Outline Site Description
The site comprises a rocky headland and Trawnamoe beach to the west.
Geological System/Age and Primary Rock Type
The rocks of Bunmahon headland are Devonian age sandstones and conglomerates. The adjacent rocks in the bay to the west are Ordovician volcanic and sedimentary rocks.
Main Geological or Geomorphological Interest
Mining heritage is highly visible in the bay with small adits cut into the rocks. The volcanic lavas at the western end of the Trawnamoe beach show very interesting features, which are called peperitic intrusion. When andesite lava was being injected into wet sediments, it broke up into rounded blobs and was extensively altered by hot fluids.
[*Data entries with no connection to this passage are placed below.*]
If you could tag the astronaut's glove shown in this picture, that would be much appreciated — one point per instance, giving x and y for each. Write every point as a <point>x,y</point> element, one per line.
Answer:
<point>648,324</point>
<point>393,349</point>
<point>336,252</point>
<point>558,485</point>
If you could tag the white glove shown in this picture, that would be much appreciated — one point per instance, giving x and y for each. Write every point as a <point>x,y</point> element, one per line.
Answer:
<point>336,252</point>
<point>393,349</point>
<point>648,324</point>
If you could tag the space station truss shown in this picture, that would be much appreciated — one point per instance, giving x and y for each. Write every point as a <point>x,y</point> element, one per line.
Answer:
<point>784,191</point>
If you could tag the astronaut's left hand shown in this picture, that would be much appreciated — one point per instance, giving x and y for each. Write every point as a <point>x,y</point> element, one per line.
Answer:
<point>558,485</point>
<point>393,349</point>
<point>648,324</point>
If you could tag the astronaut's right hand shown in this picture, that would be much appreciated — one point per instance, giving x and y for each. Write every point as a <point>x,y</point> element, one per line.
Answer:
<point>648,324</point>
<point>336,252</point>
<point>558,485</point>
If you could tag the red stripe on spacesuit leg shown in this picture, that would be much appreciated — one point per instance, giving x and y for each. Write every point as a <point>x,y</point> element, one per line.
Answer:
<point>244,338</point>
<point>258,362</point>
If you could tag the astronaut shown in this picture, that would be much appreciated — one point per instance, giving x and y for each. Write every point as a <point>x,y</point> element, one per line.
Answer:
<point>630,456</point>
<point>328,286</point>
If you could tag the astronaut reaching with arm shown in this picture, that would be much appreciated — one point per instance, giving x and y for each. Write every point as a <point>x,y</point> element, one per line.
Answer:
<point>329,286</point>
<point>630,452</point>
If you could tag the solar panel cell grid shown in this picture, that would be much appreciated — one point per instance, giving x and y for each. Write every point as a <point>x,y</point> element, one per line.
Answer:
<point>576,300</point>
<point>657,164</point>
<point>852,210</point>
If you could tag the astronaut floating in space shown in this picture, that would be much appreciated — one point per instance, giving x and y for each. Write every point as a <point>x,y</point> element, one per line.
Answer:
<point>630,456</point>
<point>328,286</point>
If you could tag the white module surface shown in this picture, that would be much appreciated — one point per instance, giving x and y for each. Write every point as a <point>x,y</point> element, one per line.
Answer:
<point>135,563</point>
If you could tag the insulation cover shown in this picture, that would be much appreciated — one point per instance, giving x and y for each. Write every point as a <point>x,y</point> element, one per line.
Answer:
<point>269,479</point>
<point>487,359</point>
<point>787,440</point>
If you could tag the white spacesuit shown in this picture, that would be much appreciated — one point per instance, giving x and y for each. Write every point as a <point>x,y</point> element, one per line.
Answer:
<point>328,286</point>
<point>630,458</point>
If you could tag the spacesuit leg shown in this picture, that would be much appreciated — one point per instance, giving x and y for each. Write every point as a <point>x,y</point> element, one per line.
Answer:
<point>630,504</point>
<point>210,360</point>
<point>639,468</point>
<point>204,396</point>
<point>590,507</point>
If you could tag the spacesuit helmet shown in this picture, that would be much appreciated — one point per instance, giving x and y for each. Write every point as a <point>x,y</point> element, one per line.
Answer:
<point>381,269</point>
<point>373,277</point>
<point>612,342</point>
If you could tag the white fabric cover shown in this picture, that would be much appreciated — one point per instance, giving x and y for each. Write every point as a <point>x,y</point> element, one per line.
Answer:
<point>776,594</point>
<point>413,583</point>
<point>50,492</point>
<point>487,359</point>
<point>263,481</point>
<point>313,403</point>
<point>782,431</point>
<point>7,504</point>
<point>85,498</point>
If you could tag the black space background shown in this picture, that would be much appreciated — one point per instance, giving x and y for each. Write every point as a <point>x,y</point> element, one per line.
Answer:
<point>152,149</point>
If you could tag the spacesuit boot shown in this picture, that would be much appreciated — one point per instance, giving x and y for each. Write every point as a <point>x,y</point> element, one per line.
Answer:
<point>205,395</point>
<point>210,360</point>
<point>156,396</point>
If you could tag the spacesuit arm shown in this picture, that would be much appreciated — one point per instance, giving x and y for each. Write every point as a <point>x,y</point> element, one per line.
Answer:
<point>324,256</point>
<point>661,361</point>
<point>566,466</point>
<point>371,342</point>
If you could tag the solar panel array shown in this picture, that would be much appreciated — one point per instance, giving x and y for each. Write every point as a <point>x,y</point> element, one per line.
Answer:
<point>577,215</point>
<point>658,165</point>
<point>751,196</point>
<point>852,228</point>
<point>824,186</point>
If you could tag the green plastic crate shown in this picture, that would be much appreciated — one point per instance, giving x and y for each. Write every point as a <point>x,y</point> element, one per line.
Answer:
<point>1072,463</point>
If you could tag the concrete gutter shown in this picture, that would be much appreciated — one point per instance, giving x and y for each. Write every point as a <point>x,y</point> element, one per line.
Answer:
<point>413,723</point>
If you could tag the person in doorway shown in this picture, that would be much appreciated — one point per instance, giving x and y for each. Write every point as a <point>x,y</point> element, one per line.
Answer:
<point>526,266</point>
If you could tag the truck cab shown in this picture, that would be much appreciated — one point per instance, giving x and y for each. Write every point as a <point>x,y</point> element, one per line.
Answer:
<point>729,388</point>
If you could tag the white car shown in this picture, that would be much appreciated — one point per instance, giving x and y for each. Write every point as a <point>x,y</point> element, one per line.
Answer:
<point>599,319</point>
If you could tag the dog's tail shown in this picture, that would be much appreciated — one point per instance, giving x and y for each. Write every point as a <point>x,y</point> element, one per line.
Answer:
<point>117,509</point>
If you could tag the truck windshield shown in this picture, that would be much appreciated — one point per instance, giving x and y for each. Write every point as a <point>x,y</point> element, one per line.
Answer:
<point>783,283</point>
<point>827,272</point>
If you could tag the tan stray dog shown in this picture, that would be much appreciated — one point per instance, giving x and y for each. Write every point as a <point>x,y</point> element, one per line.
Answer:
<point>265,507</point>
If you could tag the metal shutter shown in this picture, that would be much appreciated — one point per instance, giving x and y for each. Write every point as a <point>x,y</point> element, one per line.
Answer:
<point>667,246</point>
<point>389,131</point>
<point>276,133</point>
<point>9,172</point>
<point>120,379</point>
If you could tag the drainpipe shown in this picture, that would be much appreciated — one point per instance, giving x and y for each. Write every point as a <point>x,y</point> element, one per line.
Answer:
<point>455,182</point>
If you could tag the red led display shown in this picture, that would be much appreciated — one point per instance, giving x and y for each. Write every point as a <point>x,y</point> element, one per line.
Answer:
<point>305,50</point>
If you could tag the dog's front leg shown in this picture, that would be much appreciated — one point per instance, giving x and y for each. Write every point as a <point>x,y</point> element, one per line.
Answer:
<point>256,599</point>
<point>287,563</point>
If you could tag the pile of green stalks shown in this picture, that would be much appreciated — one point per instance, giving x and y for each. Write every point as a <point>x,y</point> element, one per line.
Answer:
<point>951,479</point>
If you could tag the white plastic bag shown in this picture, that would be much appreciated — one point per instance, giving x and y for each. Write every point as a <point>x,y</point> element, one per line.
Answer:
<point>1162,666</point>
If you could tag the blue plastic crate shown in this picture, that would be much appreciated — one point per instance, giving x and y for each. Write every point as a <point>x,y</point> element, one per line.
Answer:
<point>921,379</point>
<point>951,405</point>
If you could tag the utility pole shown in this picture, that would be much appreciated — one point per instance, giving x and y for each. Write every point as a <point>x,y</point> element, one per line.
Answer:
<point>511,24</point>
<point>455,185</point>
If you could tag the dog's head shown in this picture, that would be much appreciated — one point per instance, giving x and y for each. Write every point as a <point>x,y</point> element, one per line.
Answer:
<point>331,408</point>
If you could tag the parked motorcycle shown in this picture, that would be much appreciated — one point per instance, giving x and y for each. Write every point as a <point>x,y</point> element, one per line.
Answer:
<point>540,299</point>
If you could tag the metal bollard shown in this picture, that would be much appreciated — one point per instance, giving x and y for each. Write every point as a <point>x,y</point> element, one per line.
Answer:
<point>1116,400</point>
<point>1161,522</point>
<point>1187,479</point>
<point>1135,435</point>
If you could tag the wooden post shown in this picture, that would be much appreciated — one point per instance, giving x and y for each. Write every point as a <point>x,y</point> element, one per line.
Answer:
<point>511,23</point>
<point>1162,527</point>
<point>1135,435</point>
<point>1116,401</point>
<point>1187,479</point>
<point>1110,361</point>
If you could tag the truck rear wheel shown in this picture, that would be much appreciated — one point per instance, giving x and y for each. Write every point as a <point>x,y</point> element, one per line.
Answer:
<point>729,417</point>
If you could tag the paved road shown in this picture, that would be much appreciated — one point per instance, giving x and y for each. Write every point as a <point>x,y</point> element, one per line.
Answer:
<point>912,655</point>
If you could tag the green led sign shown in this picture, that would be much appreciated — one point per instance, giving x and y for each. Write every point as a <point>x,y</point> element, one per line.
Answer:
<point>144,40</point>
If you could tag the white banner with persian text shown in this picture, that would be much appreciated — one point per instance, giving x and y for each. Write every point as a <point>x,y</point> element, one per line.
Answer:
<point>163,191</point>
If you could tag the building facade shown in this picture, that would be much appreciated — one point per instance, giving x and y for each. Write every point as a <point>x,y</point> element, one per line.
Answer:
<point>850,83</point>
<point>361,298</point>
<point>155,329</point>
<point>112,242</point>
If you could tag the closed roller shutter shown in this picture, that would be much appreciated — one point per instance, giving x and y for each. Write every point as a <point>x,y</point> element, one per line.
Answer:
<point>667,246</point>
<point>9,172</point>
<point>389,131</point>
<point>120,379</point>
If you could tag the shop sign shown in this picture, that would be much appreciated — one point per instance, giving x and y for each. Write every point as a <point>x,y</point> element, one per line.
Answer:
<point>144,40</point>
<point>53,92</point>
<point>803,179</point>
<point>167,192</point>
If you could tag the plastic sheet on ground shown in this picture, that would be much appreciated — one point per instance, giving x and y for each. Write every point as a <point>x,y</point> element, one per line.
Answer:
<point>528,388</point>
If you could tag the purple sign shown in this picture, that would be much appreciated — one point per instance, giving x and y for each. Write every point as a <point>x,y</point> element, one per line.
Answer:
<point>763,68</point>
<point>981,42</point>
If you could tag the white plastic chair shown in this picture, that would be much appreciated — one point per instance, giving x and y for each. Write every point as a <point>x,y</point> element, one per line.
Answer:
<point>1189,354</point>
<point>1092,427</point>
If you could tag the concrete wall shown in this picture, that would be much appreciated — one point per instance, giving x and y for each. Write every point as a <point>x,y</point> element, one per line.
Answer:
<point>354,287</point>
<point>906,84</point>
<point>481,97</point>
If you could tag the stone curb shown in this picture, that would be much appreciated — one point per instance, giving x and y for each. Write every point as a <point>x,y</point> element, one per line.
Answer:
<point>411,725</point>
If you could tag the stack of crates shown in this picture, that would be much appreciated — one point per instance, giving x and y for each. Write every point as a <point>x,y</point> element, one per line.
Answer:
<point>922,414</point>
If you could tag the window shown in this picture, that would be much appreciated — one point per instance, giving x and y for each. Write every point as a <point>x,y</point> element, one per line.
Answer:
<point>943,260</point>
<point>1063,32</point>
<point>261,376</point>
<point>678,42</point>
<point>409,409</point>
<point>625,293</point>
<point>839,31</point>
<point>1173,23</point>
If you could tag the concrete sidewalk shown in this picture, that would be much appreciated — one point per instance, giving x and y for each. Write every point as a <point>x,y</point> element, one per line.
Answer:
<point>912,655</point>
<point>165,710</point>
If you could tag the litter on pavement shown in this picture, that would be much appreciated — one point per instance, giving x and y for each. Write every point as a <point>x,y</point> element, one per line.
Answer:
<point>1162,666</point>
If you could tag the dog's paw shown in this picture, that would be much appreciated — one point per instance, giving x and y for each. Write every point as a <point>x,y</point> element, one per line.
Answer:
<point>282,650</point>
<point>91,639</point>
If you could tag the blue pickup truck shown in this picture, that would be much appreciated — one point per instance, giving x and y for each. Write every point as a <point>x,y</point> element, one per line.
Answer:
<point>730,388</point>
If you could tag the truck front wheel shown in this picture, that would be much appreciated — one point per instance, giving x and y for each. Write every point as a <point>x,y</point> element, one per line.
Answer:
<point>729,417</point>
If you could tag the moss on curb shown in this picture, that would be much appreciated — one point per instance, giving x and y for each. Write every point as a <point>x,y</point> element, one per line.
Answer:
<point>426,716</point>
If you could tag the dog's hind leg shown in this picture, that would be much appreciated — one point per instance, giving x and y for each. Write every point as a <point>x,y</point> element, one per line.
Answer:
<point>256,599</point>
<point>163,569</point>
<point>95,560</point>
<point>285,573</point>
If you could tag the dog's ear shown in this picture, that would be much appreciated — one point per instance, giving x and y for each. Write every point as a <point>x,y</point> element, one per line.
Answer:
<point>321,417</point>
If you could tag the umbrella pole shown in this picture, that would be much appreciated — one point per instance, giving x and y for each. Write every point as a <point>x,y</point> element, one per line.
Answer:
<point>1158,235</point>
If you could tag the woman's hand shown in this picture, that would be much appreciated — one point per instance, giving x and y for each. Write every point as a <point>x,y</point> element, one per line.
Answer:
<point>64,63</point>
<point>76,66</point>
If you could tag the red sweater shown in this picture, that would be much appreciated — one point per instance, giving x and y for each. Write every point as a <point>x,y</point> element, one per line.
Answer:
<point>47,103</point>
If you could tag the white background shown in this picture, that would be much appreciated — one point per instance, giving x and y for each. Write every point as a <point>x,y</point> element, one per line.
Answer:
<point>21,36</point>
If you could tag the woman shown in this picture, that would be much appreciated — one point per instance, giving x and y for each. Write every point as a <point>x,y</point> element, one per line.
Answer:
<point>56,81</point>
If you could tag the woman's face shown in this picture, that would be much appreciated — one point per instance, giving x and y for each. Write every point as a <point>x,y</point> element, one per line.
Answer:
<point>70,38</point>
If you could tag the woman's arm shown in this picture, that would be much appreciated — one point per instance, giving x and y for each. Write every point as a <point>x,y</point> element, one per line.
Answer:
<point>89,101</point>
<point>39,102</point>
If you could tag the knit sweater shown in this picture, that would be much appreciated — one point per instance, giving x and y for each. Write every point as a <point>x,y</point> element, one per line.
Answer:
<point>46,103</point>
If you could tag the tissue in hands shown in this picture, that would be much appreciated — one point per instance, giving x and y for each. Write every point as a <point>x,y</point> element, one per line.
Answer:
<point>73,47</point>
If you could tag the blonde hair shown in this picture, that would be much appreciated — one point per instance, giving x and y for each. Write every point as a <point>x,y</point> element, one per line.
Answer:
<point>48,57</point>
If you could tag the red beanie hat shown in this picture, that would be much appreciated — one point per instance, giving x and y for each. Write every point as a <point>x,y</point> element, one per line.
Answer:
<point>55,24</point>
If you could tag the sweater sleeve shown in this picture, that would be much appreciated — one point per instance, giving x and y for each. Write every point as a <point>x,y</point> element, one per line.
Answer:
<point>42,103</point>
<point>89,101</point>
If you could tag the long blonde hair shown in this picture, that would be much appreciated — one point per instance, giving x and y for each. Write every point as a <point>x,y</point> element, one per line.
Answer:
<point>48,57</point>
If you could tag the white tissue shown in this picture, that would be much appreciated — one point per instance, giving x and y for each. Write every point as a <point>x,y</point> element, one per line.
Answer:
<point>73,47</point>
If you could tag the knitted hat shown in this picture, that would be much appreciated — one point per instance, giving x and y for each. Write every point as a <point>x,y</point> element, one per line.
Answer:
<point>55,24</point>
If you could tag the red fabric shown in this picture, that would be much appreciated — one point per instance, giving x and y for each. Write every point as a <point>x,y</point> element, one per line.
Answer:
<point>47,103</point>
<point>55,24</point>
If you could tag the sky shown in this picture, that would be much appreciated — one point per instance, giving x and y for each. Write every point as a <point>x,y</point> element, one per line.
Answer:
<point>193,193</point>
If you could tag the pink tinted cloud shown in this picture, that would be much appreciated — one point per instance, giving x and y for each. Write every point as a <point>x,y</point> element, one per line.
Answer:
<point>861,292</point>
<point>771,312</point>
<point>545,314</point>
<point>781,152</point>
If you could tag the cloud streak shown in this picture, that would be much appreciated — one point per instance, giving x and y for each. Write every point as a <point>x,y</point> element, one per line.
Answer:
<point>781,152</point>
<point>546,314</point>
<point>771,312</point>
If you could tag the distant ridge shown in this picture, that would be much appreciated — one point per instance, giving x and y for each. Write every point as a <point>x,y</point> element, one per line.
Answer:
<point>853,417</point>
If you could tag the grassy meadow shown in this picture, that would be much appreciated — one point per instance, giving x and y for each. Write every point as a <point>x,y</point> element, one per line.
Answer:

The headland of Bunmahon Head is composed of Devonian age red sandstones and conglomerates. These are tilted to vertical and form impressive cliffs. A fault runs to the west of the headland separating them from the Ordovician rocks.
The site is part of the complex of sites along the Copper Coast, which collectively are of national importance and which are already part of a proposed NHA (Ballyvoyle Head to Tramore No 1693).
There is reasonable access via a cliff top track from Bunmahon, and a path onto the headland or down into the bay via a grassy slope. The remote feel of this place is perhaps best left untouched by explanatory panels, but the clifftop viewpoint into the bay or the car park at the end of the rough track would be the place to install any such interpretation or explanation.